Costa de la Luz, Bay of Cadiz, Cape Trafalgar, and Tarifa Point, are, from West to
East, its most important features. The strong stream from the Atlantic produces estuaries in
the river mouths. As it is a rising coast, there are marshes where coastal lakes were. Doñana,
in the Low Guadalquivir, is the most famous, in the place where, in Roman times, the
Licustinus Lake was.
The oceanic SW stream pushes the sediments of the rivers until forming long coastal
sand spits, longitudinal to the coastline, and growing to the East.
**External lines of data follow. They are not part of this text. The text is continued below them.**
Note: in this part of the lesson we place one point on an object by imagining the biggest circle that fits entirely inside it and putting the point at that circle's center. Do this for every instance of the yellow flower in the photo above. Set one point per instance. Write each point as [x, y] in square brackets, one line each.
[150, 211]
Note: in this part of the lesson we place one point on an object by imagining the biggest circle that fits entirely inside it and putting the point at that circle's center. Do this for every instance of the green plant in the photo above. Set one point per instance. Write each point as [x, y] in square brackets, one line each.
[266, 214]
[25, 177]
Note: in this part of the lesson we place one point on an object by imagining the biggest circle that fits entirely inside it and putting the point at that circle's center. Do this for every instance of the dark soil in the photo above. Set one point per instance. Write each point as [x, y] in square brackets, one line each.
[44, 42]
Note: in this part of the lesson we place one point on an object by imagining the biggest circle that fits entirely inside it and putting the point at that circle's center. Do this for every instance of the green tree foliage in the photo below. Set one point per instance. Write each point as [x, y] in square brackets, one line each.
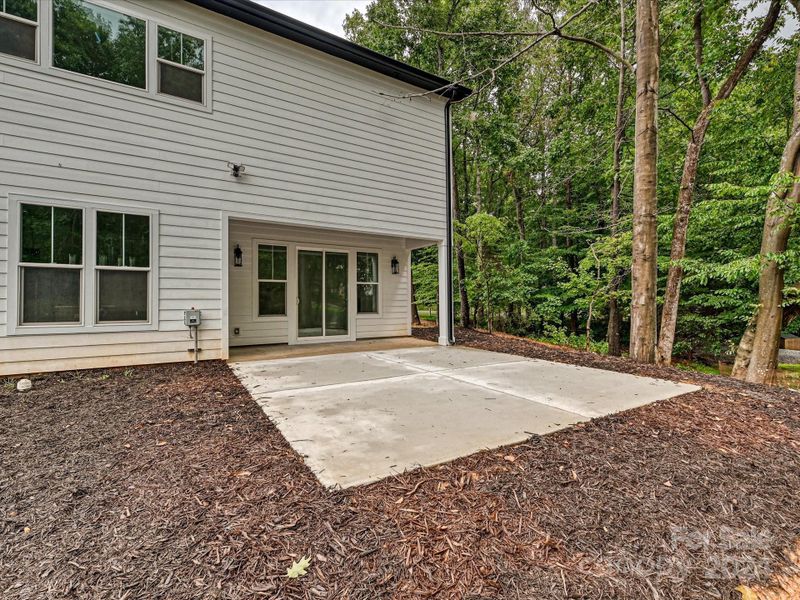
[533, 160]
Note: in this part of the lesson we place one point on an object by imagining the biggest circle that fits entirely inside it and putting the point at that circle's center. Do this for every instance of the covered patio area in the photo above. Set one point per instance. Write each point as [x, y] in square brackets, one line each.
[360, 416]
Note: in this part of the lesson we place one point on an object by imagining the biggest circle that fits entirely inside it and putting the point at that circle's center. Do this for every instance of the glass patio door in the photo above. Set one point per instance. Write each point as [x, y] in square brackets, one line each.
[322, 282]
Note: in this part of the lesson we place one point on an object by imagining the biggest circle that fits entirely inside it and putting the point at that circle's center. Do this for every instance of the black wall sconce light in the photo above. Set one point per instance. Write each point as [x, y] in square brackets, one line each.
[237, 169]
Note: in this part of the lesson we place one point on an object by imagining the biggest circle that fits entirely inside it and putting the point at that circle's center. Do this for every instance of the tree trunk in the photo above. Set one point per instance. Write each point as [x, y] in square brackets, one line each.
[742, 359]
[614, 317]
[781, 207]
[645, 179]
[691, 162]
[669, 313]
[520, 213]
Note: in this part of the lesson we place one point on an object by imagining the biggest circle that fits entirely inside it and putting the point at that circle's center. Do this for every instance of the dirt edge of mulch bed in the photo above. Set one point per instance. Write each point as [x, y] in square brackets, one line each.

Originally, El Portil, the left
bank of the Tinto-Odiel mouth, or Doñana, were this kind of sand spits, which closed El
Portil Lagoon, the Palos Lagoons, and the Licustinus Lake/marshland, respectively.
The beaches are wide because the mountains are far away from the sea. They have
fine sand and, where the urban growth has allowed it, dunes systems. There are mobile dunes
in Doñana, which form the Corrales, pinewoods among two lines of these dunes, which live
over 30 years before being buried under the sand.
MEDITERRANEAN SEA.
It is a steep coast of narrow beaches and coarse sand because the proximity of the
mountains to the sea, excepting in the Valencia Plain, a coastal lowland which reaches the 40
km wide. It has inselbergs, which separated from the range thanks to faults, and moved across
waterproof loams by gravity. This kind of movements have resulted in coastal rocks as
Gibraltar, Ifach, the Benidorm Islet, or Peñíscola.
Coves are a specific feature in Balearic Islands and Catalonia. They are small beaches
hemmed in between cliffs, produced by little streams, but with enough power of erosion due
to the high slope. They are one of the main tourist attractions in this coast.
As Mediterranean is a closed sea, and smaller than Atlantic, the sand spits close
completely the coastal lagoons, as in the Albufera of Valencia, or the Minor Sea. These sand
lines are named restingas. Another consequence is that the rivers form deltas in their mouths,
as the Ebro, because the river flow strength is over the marine stream. So, the sediments can
advance and accumulate into the sea.